Comme annoncé précédemment, plusieurs élèves ont manifesté ce matin dans les rues de Kaloum, à l’occasion de la première journée de la grève générale et illimitée entamée ce mercredi, 10 avril 2019, par le SLECG. Les élèves disaient protester contre l’absence de leurs professeurs en classes, mais le DCE de cette commune estime qu’il s’agit de personnes manipulées, rapporte un journaliste de Guineematin.com qui l’a rencontré.

La première journée de cette nouvelle grève appelée par le SLECG a fait ses effets palpables dans la commune de Kaloum. Plusieurs élèves, venus du collège Château d’Eau et des lycées 28 septembre et 02 octobre sont sortis protester contre l’absence de leurs professeurs en classes. Ils ont érigé des barricades à certains endroits du centre administratif et des affaires du pays, perturbant la circulation. Les forces de l’ordre ont dû s’employer pour dégager les lieux et libérer la circulation.

« Nous sommes sortis manifester pour réclamer nos droits parce que nous avons droit à l’éducation. Ce matin, on est venu rester jusqu’à 9 heures, les professeurs ont refusé catégoriquement d’entrer dans les salles de classes. Ils sont venus mais ils ont refusé d’entrer. Ils étaient dans la cour. Donc nous aussi, on est sorti pour réclamer notre droit parce que nous avons le droit à l’éducation », explique un des élèves manifestants.

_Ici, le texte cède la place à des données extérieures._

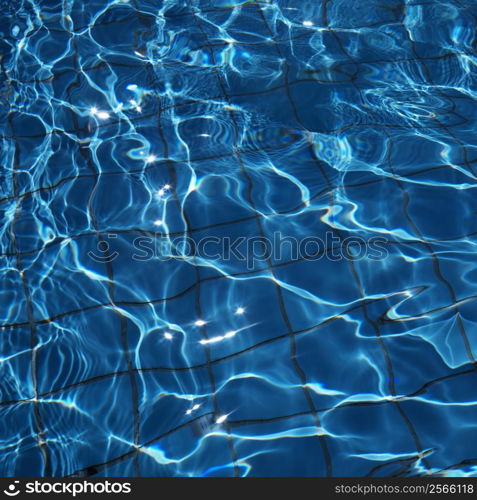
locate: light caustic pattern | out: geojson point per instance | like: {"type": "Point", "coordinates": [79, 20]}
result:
{"type": "Point", "coordinates": [200, 118]}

Cet autre élève regrette l’attitude des forces de l’ordre à leur égard : « aujourd’hui, ça s’est mal passé, nous sommes très déçus parce que vouloir réclamer son droit et subir la violence, c’est quelque chose de très regrettable. On a voulu manifester mais des personnes qui manquent de civisme nous ont lancés du gaz lacrymogène. C’est très dommage », a-t-il dit.

Aboubacar Touré

Aboubacar Touré, le censeur du lycée 28 septembre, déplore aussi cette manifestation des élèves. Il indique que la plupart des professeurs programmés avaient pourtant répondu présent à son école ce matin. « Les professeurs ont répondu à l’appel et même certains élèves. Les enseignants, sur les 15 programmés, il y a eu 13 qui ont répondu à l’appel. En ce qui concerne l’encadrement, sur les 15 programmés, 15 ont répondu à l’appel.

Mais quelques temps après, les élèves sont venus du collège Château d’Eau pour attaquer nos élèves. C’est pourquoi, les élèves du collège sont sortis massivement dans la rue. Vous avez vu dans la cour, ils ont jeté suffisamment de cailloux dans la cour », a dit ce responsable éducatif.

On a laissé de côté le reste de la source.